Under RBN’s scenario, increased volatility is likely, with Henry Hub at times climbing above $5.00 and below $2.00. The New York Mercantile Exchange currently doesn’t reflect this level of seasonality and volatility. Prices are averaging around $2.76 out to 2025, which is “hardly anything to get excited about,” according to Braziel.
“Seasonality is nothing new to U.S. gas markets,” he said, “but what is new is the U.S. acting as the swing supplier to a market with those same seasonal patterns.”
‘Optimization Is Key’
Meanwhile, many export facilities are pulling feed gas supplies from the same regions and the same pipelines, according to Braziel. In the Permian Basin, pipeline infrastructure projects including the Permian Highway Pipeline, which is nearing completion and already taking feed gas, and Whistler pipeline, due online in the second half of next year, are targeting export markets.
However, building infrastructure has become increasingly difficult. Andrus said the Atlantic Coast, Keystone XL, Dakota Access and Sabal Trail pipelines are a few examples of projects that have “gotten caught in the crosshairs” of environmental challenges, which increases the cost and risk.
“Going forth, you won’t see any interstate pipelines get built,” Andrus said.
Instead, optimization of existing assets is critical, said Energy Transfer LP’s Adam Arthur, senior vice president of Business Development. Looking at assets and determining if they are “flowing in the right direction” and “flowing the right products” are some of the things Energy Transfer studies to enhance operations despite the challenging regulatory environment.
“Asset optimization is key,” Arthur said.
Diversity of supply also is important, given the downturn in the oil market and lower associated gas production. Producers tend to respond to netback value, according to Braziel. Operators able to ramp up activity will likely deploy more rigs in the Permian.
However, fewer wells are expected to be completed going forward given the lower level of activity comes amid a backdrop toward decarbonization. “Production economics are more important now than ever.”
Andrus said economics are crucial, given the lack of capital available to the market. If Permian associated gas “doesn’t show up, supply isn’t as secure as it once was, and that makes the Gulf Coast a little more risky” for developing LNG facilities beyond those sanctioned, he said.

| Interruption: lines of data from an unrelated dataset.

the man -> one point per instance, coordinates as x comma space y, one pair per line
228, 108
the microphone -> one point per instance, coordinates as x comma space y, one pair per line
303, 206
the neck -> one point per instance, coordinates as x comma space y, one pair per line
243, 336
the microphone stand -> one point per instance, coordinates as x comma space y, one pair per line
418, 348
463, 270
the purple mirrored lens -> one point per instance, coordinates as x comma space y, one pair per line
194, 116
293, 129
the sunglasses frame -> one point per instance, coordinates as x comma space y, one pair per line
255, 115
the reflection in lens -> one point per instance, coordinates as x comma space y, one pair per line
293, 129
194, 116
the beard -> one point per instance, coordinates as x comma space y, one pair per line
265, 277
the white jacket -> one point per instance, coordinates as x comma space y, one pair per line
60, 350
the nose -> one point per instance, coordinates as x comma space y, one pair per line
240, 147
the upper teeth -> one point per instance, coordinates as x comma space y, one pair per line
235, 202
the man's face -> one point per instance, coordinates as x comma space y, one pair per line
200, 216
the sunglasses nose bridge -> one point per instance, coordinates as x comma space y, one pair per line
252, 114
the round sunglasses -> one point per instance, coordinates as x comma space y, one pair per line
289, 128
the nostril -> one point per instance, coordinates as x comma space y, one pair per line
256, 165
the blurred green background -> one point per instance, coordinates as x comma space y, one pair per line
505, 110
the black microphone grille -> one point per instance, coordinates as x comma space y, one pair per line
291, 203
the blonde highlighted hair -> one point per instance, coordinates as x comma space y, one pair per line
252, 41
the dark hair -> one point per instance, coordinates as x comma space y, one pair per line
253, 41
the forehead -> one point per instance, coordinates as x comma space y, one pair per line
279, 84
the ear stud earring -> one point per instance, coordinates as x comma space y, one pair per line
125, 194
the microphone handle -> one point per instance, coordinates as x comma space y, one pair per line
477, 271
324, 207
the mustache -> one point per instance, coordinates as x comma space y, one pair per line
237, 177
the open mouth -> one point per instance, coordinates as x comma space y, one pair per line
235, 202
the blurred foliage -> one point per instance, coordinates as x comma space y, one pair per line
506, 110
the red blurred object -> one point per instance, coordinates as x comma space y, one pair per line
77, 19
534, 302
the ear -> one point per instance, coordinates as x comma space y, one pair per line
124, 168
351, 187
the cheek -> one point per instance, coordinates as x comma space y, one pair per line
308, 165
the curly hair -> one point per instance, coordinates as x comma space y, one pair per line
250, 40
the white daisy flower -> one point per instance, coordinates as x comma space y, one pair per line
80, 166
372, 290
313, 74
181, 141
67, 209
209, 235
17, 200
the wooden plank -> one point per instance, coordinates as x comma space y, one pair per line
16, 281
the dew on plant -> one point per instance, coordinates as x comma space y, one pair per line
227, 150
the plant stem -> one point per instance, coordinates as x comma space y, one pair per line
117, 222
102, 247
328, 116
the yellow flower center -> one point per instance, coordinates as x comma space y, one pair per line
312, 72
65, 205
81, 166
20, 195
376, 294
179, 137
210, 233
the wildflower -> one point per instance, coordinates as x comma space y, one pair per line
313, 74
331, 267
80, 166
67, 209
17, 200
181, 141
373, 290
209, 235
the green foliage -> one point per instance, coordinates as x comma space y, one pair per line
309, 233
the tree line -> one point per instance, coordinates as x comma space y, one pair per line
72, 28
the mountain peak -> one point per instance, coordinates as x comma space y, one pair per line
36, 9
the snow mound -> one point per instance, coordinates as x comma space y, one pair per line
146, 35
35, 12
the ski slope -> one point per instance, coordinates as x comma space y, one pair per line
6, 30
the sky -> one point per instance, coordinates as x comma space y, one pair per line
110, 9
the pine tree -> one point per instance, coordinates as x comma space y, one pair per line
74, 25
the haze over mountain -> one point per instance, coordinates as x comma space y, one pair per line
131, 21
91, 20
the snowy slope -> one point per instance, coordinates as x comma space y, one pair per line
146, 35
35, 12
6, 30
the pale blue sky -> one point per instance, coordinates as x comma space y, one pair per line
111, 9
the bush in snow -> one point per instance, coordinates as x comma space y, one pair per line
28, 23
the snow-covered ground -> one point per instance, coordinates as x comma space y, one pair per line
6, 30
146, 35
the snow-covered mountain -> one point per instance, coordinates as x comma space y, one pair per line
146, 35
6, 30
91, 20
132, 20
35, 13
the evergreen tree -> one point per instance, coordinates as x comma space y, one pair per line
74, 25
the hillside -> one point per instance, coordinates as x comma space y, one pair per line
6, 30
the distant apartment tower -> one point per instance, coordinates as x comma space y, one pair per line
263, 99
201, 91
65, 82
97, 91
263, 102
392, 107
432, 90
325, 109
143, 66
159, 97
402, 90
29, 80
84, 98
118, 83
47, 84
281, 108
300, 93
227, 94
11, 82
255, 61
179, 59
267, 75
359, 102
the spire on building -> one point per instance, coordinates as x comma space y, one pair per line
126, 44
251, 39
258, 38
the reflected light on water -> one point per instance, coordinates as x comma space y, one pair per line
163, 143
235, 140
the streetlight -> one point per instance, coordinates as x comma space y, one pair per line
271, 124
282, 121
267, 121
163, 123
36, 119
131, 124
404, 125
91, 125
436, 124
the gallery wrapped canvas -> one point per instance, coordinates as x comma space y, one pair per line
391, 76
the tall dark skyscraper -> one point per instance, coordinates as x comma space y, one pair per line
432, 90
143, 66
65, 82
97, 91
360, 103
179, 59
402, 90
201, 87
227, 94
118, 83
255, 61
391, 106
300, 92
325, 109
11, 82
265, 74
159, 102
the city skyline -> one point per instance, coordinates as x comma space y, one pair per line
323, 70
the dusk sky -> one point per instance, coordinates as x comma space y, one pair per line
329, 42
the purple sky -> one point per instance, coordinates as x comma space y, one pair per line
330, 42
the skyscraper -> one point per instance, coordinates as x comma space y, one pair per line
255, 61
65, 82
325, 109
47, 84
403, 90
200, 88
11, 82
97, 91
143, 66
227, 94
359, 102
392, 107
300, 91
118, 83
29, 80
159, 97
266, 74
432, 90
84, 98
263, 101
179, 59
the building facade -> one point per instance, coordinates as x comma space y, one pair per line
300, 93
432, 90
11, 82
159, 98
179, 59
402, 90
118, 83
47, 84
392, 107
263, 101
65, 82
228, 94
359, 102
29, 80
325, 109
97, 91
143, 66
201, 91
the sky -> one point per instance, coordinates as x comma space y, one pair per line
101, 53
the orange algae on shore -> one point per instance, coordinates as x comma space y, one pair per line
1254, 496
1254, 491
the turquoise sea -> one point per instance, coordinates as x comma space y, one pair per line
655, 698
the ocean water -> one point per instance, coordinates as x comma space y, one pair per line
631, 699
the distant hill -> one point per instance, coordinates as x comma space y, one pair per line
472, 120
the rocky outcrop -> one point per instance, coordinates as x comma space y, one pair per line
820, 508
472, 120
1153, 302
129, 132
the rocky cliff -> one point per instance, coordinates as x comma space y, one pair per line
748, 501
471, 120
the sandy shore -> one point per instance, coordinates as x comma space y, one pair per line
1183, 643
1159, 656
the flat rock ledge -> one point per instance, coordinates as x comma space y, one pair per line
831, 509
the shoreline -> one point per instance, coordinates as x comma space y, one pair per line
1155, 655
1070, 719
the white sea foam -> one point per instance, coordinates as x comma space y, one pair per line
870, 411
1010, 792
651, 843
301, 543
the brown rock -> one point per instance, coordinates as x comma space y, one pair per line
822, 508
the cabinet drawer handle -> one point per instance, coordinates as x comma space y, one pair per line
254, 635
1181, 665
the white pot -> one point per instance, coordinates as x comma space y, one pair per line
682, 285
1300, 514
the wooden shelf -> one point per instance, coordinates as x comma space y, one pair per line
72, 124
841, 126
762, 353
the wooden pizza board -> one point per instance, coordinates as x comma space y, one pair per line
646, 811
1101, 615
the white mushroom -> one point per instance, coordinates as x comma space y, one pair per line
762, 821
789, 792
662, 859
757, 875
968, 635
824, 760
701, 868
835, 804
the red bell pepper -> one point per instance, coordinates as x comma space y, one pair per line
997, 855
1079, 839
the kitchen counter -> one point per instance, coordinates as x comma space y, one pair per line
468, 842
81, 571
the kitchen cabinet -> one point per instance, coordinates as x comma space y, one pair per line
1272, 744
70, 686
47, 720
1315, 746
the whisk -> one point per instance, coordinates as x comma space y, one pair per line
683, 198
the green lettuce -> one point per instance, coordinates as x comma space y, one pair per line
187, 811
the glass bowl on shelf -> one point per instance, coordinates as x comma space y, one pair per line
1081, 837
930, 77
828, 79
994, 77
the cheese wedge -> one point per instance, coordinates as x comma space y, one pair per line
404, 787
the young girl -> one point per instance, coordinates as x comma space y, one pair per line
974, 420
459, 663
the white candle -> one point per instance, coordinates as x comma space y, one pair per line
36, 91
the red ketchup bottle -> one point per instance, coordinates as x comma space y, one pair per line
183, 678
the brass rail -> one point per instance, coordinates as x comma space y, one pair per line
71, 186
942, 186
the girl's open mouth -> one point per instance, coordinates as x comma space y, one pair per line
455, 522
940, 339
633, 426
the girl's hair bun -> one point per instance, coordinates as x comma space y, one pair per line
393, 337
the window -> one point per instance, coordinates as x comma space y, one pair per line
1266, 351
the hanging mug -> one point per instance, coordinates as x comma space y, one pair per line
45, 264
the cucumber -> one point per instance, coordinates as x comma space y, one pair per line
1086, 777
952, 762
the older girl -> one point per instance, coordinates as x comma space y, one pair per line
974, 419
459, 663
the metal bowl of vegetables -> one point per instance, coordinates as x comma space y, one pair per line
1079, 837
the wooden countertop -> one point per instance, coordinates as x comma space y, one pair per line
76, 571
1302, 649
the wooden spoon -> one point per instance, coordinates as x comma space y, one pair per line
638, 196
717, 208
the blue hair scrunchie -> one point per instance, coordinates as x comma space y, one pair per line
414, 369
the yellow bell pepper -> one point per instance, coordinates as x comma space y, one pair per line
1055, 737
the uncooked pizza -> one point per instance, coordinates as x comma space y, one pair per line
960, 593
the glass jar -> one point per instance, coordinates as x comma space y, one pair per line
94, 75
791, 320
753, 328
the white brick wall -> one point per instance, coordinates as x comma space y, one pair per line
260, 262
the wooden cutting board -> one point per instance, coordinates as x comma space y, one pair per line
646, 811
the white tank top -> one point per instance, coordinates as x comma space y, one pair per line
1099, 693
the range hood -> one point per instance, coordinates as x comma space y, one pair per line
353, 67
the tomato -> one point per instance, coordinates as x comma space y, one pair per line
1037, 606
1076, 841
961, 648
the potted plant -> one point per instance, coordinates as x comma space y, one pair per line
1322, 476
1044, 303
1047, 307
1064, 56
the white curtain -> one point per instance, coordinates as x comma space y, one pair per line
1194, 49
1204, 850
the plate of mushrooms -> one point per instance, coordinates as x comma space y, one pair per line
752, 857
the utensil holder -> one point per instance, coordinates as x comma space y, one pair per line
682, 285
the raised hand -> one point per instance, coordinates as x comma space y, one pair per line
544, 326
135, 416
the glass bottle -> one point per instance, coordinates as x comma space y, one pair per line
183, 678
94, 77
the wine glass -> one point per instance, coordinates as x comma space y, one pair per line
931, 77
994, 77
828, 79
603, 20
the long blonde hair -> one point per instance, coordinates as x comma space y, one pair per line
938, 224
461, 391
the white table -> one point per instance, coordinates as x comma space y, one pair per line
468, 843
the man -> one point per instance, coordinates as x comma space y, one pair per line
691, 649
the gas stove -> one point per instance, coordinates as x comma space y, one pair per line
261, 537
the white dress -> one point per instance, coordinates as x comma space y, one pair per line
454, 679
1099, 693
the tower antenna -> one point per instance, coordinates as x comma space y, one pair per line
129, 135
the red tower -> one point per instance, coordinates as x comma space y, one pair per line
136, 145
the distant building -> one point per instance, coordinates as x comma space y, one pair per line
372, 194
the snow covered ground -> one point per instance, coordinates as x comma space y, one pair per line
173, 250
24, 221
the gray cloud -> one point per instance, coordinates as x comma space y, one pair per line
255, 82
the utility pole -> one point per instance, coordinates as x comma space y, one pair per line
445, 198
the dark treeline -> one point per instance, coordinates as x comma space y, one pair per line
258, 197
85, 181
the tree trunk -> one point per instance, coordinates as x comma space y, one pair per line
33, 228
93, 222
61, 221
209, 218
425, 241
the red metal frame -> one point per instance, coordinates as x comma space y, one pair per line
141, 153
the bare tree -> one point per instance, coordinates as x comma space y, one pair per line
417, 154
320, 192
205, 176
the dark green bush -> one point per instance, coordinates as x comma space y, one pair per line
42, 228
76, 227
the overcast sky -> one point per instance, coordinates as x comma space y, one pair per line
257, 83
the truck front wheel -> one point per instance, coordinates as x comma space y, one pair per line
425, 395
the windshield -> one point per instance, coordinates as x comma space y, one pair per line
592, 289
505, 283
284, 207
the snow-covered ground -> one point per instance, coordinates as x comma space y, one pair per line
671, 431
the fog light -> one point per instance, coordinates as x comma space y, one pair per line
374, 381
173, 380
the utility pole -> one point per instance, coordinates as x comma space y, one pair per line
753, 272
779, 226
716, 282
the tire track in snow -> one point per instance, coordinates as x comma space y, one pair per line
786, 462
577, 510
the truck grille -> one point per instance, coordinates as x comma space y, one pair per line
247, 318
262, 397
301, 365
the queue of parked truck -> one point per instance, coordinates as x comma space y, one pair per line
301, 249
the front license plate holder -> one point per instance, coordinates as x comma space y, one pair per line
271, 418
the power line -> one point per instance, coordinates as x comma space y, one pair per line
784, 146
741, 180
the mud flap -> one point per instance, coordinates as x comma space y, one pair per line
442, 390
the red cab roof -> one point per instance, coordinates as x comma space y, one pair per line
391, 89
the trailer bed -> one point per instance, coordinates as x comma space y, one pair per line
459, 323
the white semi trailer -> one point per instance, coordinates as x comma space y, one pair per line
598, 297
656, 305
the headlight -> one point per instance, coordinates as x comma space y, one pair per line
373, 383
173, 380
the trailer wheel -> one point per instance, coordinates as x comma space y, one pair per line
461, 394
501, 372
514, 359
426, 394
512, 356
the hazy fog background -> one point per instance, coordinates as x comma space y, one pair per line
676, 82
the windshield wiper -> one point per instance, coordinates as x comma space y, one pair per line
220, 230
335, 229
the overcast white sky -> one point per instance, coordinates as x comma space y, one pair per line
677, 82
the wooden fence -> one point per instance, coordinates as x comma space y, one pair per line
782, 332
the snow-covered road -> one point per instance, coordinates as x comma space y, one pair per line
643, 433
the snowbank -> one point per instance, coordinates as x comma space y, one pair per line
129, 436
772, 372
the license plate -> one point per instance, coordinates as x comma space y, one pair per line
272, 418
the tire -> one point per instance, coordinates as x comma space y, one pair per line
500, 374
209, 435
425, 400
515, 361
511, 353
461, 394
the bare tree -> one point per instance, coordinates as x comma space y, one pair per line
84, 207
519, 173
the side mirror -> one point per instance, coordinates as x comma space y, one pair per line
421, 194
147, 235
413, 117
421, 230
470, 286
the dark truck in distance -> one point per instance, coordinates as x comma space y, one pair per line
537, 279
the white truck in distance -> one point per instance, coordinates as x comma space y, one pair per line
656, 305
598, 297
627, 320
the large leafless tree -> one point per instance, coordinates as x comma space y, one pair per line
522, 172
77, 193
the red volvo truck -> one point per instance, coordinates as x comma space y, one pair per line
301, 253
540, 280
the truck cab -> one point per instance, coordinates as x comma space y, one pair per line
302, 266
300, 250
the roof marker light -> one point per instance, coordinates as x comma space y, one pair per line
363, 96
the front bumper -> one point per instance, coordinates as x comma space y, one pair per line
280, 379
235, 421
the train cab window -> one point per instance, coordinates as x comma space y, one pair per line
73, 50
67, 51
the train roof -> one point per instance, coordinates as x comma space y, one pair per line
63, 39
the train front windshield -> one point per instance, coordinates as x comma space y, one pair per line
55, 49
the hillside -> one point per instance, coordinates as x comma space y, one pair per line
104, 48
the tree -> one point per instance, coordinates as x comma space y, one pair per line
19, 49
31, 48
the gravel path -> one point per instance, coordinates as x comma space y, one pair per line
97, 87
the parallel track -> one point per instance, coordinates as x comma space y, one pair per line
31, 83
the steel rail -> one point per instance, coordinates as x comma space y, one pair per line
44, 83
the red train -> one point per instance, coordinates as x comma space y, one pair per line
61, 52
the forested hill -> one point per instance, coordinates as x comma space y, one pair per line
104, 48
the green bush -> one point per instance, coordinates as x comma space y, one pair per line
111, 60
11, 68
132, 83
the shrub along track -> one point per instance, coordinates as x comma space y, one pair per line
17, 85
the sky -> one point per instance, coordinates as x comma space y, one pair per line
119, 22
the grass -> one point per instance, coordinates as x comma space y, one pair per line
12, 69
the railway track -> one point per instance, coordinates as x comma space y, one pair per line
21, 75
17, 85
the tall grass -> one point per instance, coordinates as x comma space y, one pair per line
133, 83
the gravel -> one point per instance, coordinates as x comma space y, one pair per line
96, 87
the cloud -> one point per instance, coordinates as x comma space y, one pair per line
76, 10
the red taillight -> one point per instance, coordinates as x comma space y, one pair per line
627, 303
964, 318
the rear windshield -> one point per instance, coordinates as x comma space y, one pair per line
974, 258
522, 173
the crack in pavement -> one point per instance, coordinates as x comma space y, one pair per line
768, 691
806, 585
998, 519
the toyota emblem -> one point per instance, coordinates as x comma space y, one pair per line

In Appalachia, producers are challenged under the new financial paradigm, according to Andrus. Only a few operators are financially able to ramp up production, and most would need to clean up their balance sheets before ratcheting up capital spending.
The Haynesville Shale, meanwhile, has been a “surprising play” over the past couple of years, as producers in the region “have cracked the code to drop breakeven costs,” Andrus said. The play, which straddles North Louisiana and East Texas, has breakeven costs of $2.00-2.25 compared with $3.00-plus a few years ago.
Andrus said he used to consider the Haynesville the “crappy house in a great neighborhood.” Now, producers have “remodeled the Haynesville, and now it’s a great house in a great neighborhood.”